Absolutely not - this 'Big society' idea sucks.

The reason why Cameron and his millionaire cronies don't care about the closure of public libraries and swimming pools is because they can afford to buy all the books their hearts desire and their own personal swimming pool(s) if they so wished.

The rest of us in the real world are not quite so fortunate...

Ok, so the country is in huge debt, but where is the fairness in making the hard working poor and middle-income families pay for the fuck-ups of others?

There are other ways of raising money - how about increasing the tax of the super rich (yes, that's you Cameron & Co)? How about clamping down on tax avoidance (Yes, Philip 'Top Shop' Green, that's you too)?

Pleased to see there is lots of anger out there about public spending cuts (and in particular about the libraries) but whinging is not enough to get the Con Dems to change their minds. Where's the action? Soon it'll be too late...

P.s. I use my library loads: It saved my sanity whilst the kids were babes & toddlers. Now my kids can indulge their love of reading for free - something I couldn't afford to do if had to purchase books.

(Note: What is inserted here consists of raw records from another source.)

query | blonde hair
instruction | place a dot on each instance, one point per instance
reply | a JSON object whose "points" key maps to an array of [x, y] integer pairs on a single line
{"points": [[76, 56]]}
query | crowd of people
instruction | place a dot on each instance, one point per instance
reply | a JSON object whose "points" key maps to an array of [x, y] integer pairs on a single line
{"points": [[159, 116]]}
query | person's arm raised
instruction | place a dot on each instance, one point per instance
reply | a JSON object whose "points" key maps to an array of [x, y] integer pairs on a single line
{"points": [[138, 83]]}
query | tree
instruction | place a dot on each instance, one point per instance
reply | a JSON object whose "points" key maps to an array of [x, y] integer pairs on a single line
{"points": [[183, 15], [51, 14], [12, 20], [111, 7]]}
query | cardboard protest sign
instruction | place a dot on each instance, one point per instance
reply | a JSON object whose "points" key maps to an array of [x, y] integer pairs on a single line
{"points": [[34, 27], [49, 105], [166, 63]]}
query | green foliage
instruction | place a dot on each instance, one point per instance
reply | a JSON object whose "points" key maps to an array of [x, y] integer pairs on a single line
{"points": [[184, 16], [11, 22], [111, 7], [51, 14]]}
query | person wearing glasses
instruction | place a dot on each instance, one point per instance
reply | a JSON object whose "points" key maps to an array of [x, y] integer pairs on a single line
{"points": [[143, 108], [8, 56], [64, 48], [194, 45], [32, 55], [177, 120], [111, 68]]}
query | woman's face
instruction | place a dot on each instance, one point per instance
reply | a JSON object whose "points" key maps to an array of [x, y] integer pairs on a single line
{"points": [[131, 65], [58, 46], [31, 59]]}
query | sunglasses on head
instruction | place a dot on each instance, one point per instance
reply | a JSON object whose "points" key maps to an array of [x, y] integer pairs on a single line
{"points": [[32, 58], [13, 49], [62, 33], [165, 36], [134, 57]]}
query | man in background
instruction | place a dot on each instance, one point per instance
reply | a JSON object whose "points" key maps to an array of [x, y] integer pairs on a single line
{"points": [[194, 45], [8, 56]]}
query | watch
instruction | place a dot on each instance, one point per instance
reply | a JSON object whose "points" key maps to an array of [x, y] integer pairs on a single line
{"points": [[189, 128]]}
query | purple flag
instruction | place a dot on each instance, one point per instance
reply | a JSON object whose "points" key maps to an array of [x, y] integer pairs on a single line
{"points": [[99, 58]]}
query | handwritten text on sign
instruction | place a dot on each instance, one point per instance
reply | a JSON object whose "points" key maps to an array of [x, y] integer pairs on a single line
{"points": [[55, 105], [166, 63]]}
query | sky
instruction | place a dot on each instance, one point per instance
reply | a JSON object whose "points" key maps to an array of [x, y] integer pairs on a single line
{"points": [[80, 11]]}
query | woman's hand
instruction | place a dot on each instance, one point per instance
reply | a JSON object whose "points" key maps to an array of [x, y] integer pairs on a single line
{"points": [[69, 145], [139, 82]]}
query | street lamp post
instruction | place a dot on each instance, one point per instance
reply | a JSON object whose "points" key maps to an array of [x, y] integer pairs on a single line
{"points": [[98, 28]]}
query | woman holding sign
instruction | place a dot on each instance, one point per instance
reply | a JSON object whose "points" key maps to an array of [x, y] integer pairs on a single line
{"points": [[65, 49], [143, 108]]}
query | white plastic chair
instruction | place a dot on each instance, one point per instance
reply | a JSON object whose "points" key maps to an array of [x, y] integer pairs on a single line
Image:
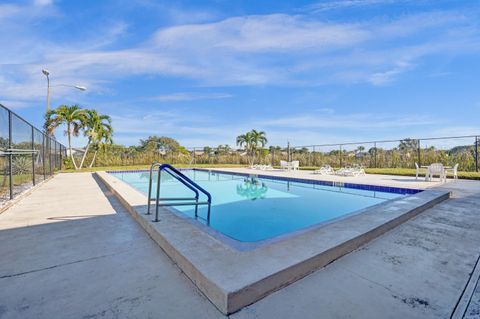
{"points": [[454, 171], [436, 169], [417, 168], [324, 170], [295, 165]]}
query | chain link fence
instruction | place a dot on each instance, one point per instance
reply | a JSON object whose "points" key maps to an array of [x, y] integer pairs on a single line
{"points": [[27, 155], [463, 150]]}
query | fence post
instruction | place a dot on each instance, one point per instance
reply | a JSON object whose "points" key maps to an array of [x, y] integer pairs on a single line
{"points": [[50, 155], [44, 148], [33, 156], [476, 153], [341, 157], [418, 153], [194, 157], [288, 151], [10, 177], [314, 161]]}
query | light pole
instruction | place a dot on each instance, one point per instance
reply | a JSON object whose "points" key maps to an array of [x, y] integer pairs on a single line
{"points": [[47, 73]]}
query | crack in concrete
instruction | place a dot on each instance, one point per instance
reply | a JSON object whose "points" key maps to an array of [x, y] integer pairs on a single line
{"points": [[56, 266]]}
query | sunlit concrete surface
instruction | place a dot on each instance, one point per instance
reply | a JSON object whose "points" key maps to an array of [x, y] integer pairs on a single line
{"points": [[69, 250]]}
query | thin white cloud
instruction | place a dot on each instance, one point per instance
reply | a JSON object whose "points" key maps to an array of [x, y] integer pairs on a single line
{"points": [[347, 121], [191, 96], [43, 2], [271, 49], [344, 4]]}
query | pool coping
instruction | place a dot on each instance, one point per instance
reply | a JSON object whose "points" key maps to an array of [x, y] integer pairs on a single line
{"points": [[232, 279]]}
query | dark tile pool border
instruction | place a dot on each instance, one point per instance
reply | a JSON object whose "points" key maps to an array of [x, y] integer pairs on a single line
{"points": [[231, 279], [375, 188]]}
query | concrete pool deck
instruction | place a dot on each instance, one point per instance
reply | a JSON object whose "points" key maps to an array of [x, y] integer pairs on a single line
{"points": [[78, 254], [218, 268]]}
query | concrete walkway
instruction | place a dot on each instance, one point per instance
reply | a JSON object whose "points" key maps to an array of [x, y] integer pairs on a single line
{"points": [[69, 250], [66, 254]]}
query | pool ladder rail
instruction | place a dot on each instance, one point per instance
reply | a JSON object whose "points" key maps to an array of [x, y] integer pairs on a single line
{"points": [[176, 201]]}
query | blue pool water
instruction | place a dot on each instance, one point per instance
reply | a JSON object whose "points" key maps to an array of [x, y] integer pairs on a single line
{"points": [[251, 210]]}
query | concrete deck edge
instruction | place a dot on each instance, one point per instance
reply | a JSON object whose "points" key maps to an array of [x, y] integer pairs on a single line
{"points": [[250, 294], [11, 202], [214, 293], [229, 301]]}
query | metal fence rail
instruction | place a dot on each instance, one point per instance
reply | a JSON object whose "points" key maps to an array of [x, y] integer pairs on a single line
{"points": [[27, 155], [403, 153]]}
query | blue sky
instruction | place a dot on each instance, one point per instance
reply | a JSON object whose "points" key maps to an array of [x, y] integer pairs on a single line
{"points": [[309, 72]]}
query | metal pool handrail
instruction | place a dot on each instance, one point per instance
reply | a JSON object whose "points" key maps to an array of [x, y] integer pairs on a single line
{"points": [[178, 201]]}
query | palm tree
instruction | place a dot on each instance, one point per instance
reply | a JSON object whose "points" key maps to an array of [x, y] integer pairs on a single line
{"points": [[72, 116], [94, 124], [252, 141], [103, 138]]}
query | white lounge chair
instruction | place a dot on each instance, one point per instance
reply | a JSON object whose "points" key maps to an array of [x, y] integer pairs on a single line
{"points": [[324, 170], [285, 165], [454, 171], [266, 167], [417, 170], [351, 171], [436, 169], [295, 165]]}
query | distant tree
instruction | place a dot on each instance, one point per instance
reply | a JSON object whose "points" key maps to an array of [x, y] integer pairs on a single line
{"points": [[71, 116], [97, 128], [252, 141], [153, 143]]}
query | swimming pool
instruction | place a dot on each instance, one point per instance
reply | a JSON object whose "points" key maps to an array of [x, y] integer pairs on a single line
{"points": [[255, 208]]}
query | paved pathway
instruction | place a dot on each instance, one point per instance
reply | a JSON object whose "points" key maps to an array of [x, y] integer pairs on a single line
{"points": [[68, 251], [78, 254]]}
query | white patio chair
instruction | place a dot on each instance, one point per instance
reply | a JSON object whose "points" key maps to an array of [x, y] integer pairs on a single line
{"points": [[454, 171], [295, 165], [284, 165], [417, 170], [436, 169], [324, 170]]}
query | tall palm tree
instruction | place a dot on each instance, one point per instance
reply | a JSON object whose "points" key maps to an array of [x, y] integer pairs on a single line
{"points": [[94, 124], [103, 138], [252, 141], [72, 116]]}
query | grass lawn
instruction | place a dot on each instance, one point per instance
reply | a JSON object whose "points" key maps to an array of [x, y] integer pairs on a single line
{"points": [[408, 172]]}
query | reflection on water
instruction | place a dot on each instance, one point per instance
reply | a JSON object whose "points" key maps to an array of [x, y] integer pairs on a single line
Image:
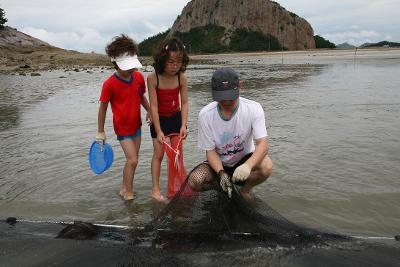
{"points": [[332, 120]]}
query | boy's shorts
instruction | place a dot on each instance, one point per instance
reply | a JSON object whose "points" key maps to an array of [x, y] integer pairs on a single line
{"points": [[132, 136], [169, 124]]}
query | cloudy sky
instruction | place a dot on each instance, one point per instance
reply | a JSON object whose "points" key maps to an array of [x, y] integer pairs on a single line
{"points": [[88, 25]]}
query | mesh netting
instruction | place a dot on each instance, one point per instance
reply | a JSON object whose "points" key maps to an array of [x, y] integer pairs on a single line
{"points": [[212, 216]]}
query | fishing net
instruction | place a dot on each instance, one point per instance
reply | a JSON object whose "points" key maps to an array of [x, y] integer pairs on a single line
{"points": [[176, 170], [212, 217]]}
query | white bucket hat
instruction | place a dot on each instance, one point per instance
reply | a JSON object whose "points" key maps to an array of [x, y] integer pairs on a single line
{"points": [[127, 61]]}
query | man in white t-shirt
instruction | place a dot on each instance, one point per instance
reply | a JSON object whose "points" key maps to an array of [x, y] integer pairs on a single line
{"points": [[226, 130]]}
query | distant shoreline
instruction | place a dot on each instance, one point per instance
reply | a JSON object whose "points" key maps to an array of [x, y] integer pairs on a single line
{"points": [[31, 59], [298, 52]]}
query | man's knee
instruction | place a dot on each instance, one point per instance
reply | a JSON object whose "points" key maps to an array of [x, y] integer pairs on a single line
{"points": [[264, 169]]}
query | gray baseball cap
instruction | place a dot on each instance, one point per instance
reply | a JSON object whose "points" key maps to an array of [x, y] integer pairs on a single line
{"points": [[225, 85]]}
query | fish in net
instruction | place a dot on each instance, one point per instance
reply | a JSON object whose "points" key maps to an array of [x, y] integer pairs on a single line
{"points": [[212, 217]]}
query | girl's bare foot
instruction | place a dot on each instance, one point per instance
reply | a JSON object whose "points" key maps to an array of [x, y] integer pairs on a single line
{"points": [[156, 195], [129, 196]]}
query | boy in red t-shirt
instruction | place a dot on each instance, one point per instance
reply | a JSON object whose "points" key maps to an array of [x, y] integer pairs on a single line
{"points": [[125, 91]]}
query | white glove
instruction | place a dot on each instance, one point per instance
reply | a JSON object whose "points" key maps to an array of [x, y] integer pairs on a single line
{"points": [[101, 137], [225, 182], [241, 173]]}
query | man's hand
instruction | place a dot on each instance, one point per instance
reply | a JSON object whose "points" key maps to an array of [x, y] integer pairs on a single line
{"points": [[101, 137], [225, 182], [241, 173]]}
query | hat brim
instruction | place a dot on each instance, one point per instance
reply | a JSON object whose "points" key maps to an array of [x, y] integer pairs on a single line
{"points": [[232, 94], [129, 63]]}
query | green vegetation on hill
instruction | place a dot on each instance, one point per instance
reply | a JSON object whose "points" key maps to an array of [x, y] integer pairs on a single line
{"points": [[205, 39], [320, 42], [147, 46], [208, 39]]}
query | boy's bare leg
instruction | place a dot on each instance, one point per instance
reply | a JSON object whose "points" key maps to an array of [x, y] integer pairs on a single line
{"points": [[156, 160], [131, 150]]}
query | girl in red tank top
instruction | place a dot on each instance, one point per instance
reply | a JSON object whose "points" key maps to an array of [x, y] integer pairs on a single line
{"points": [[168, 95]]}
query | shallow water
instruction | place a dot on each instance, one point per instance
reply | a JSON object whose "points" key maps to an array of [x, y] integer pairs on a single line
{"points": [[333, 124]]}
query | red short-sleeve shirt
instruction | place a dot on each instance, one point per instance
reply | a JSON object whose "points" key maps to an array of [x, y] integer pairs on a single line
{"points": [[124, 97]]}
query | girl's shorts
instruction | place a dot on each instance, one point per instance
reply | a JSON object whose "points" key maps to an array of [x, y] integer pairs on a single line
{"points": [[169, 124], [132, 136]]}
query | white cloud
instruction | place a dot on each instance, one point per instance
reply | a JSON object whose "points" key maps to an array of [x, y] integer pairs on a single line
{"points": [[87, 38]]}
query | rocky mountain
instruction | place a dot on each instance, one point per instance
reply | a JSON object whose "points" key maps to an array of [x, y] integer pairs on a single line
{"points": [[263, 16]]}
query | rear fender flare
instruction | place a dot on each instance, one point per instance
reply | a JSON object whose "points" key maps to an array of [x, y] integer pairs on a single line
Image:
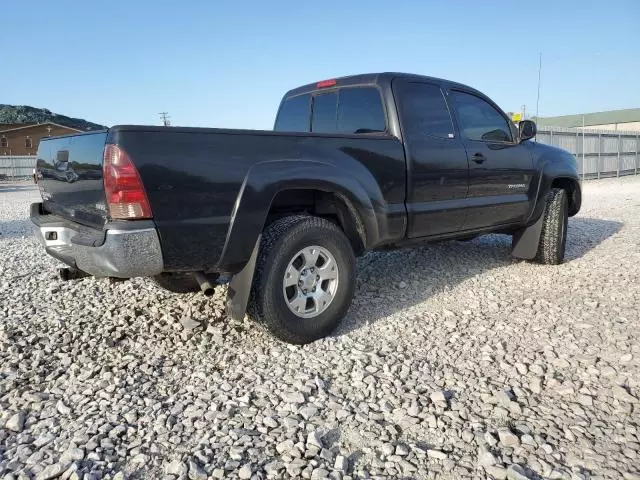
{"points": [[266, 179]]}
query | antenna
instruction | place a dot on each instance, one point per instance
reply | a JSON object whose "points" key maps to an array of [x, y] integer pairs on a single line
{"points": [[538, 99], [164, 116]]}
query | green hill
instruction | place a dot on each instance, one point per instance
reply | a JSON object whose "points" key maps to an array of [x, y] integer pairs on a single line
{"points": [[26, 114]]}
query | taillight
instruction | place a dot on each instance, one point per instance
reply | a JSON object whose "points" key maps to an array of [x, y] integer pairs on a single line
{"points": [[123, 188]]}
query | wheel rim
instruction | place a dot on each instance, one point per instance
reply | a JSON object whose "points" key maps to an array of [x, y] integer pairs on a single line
{"points": [[310, 281]]}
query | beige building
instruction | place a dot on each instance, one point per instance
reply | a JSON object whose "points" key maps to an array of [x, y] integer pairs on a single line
{"points": [[627, 120], [23, 138]]}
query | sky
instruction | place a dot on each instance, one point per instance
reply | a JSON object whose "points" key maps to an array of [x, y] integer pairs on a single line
{"points": [[216, 63]]}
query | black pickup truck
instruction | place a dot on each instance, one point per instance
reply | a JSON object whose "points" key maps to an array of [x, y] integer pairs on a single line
{"points": [[354, 163]]}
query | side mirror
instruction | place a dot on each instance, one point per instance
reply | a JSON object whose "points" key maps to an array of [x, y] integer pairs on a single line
{"points": [[527, 129]]}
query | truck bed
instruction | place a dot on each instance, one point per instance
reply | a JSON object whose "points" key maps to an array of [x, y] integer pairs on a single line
{"points": [[194, 177]]}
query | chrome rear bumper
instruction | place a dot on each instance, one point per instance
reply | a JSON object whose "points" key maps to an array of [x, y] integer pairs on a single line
{"points": [[115, 252]]}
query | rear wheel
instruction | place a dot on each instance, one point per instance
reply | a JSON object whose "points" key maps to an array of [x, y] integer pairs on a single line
{"points": [[304, 279], [553, 238]]}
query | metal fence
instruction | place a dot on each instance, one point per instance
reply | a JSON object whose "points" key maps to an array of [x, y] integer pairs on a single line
{"points": [[600, 153], [14, 166]]}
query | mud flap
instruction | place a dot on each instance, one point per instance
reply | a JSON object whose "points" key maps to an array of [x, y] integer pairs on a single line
{"points": [[525, 242], [240, 286]]}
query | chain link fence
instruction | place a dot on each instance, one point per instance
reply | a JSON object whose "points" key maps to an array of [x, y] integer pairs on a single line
{"points": [[14, 167], [600, 153]]}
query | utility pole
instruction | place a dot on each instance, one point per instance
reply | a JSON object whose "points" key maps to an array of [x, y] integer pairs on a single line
{"points": [[539, 75], [164, 116]]}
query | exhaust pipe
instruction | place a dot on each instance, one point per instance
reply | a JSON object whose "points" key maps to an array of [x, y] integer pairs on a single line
{"points": [[206, 285], [67, 274]]}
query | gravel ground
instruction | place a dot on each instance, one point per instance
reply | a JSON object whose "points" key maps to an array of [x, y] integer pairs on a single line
{"points": [[455, 361]]}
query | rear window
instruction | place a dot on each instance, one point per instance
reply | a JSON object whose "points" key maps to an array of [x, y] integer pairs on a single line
{"points": [[323, 119], [294, 114], [349, 110], [360, 111]]}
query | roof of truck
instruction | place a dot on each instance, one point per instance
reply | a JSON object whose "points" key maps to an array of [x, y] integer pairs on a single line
{"points": [[382, 79]]}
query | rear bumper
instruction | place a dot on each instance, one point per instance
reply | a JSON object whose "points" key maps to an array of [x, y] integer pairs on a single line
{"points": [[124, 249]]}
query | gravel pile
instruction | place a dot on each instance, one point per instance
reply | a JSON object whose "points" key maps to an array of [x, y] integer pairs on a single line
{"points": [[455, 361]]}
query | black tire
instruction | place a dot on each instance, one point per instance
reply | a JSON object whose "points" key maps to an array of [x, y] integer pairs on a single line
{"points": [[553, 238], [281, 240], [177, 282]]}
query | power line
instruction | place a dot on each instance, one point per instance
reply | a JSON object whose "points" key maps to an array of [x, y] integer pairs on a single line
{"points": [[164, 116]]}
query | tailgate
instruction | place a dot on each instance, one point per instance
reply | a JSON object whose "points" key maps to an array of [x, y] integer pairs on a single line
{"points": [[69, 172]]}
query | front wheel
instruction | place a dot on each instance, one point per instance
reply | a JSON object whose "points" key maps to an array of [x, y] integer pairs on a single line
{"points": [[304, 279], [553, 238]]}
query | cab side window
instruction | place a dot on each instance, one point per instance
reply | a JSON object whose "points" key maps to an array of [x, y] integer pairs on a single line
{"points": [[479, 120], [424, 111]]}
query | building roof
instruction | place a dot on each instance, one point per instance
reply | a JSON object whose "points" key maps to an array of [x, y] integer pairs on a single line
{"points": [[9, 127], [595, 118]]}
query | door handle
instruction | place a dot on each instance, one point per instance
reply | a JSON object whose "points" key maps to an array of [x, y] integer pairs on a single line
{"points": [[478, 158]]}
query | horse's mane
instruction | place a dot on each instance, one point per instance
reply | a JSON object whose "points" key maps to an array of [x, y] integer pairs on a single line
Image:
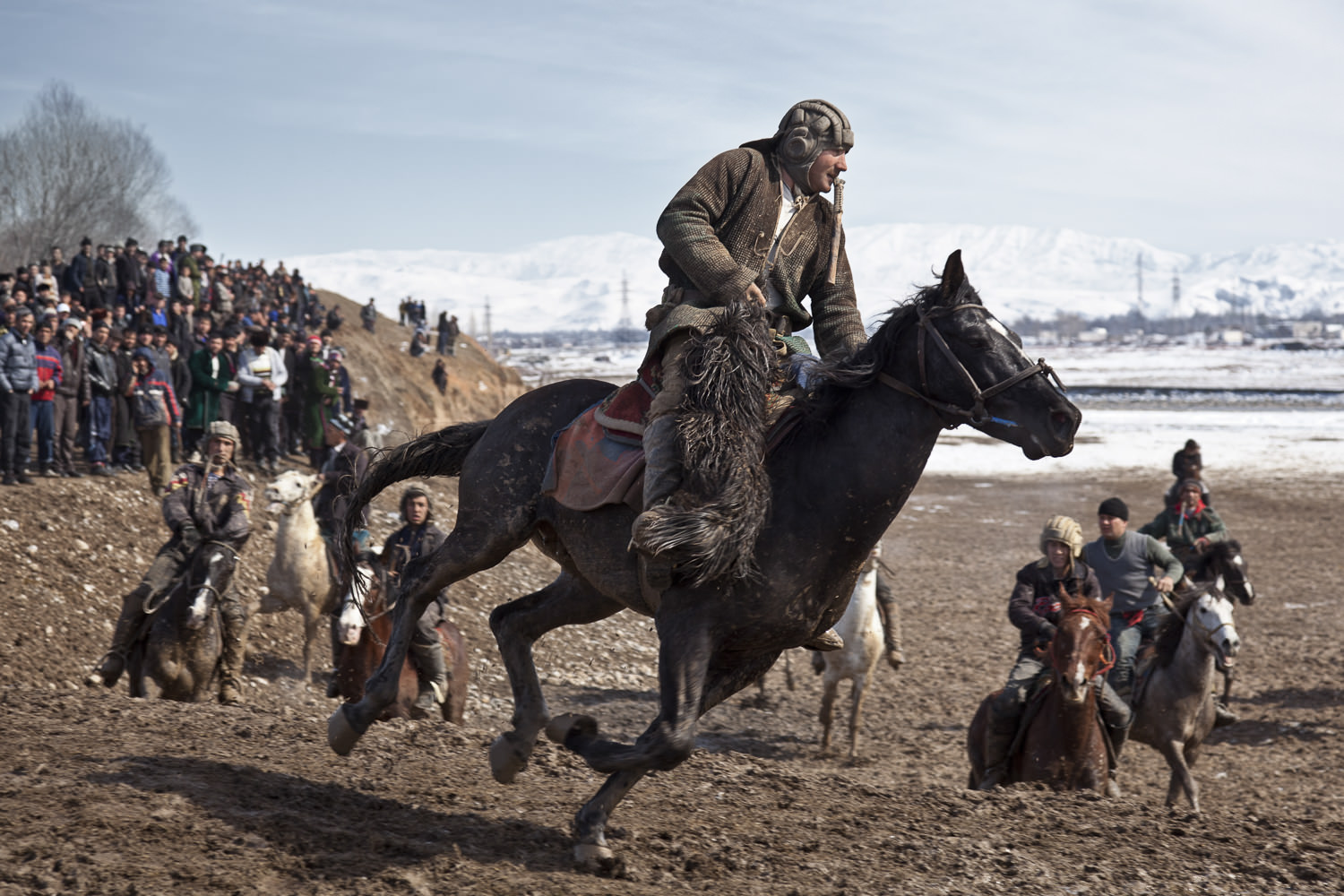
{"points": [[833, 379], [1172, 627]]}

P.p.s I currently volunteer around four hours a week in school. However, increases in living costs mean that I can no longer afford to be so generous with my time so will have to give it up. I'll call Tory boy Cameron and see if he can help out at the school instead ;)

elkiedee · 16/02/2011 20:56

I really wanted to work in a library and would have loved to volunteer in one when I had time and if I wasn't being a replacement for a paid member of staff who needs to earn to keep a roof over her/his and family's head.

In the present context, no way. On principle.